The facts of this world seen clearly
are seen through tears;
why tell me then
there is something wrong with my eyes?

To see clearly and without flinching,
without turning away,
this is agony, the eyes taped open
two inches from the sun.

What is it you see then?
Is it a bad dream, a hallucination?
Is it a vision?
What is it you hear?

The razor across the eyeball
is a detail from an old film.
It is also a truth.
Witness is what you must bear.

In this country you can say what you like
because no one will listen to you anyway,
it’s safe enough, in this country you can try to write
the poem that can never be written,
the poem that invents
nothing and excuses nothing,
because you invent and excuse yourself each day.

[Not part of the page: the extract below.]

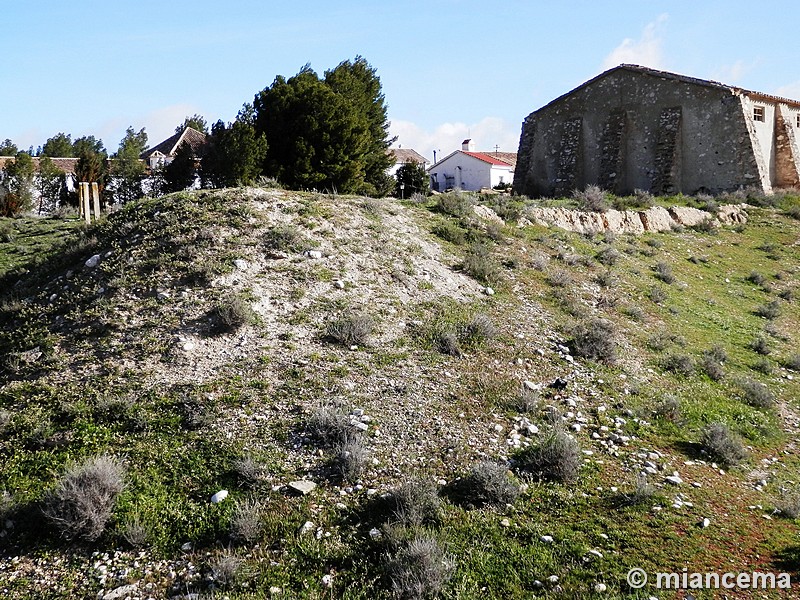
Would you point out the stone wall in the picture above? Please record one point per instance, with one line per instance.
(632, 128)
(655, 219)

Elsewhere, this poem is not invention.
Elsewhere, this poem takes courage.
Elsewhere, this poem must be written
because the poets are already dead.

Elsewhere, this poem must be written
as if you are already dead,
as if nothing more can be done
or said to save you.

Elsewhere you must write this poem
because there is nothing more to do.

 

Posted By Mattea Cumoletti

Posted Jul 10th, 2016

7 Comments

  • Laura Stateler

    July 11, 2016

     

    Wow. Another great post! One line that was especially poignant to me was, “I get to leave”. But further, relating that to what the cab drivers were saying about Americans and that we are crazy and how perplexing it is that can we live in this violence. In the United States we do not get to “leave” this culture and environment that has hidden (or obvious) white privilege, microagressions, and where gun violence seems the best way to solve conflict There are many issues in America and around the world that seem unfair that some are just able to “leave” them. Man, I do not know if any of what I am saying makes sense…your blog really hit some and is challenging my mindset. It is interesting that you and Allyson in Jordan touched on similar subjects in your latest blog posts! Sending you love!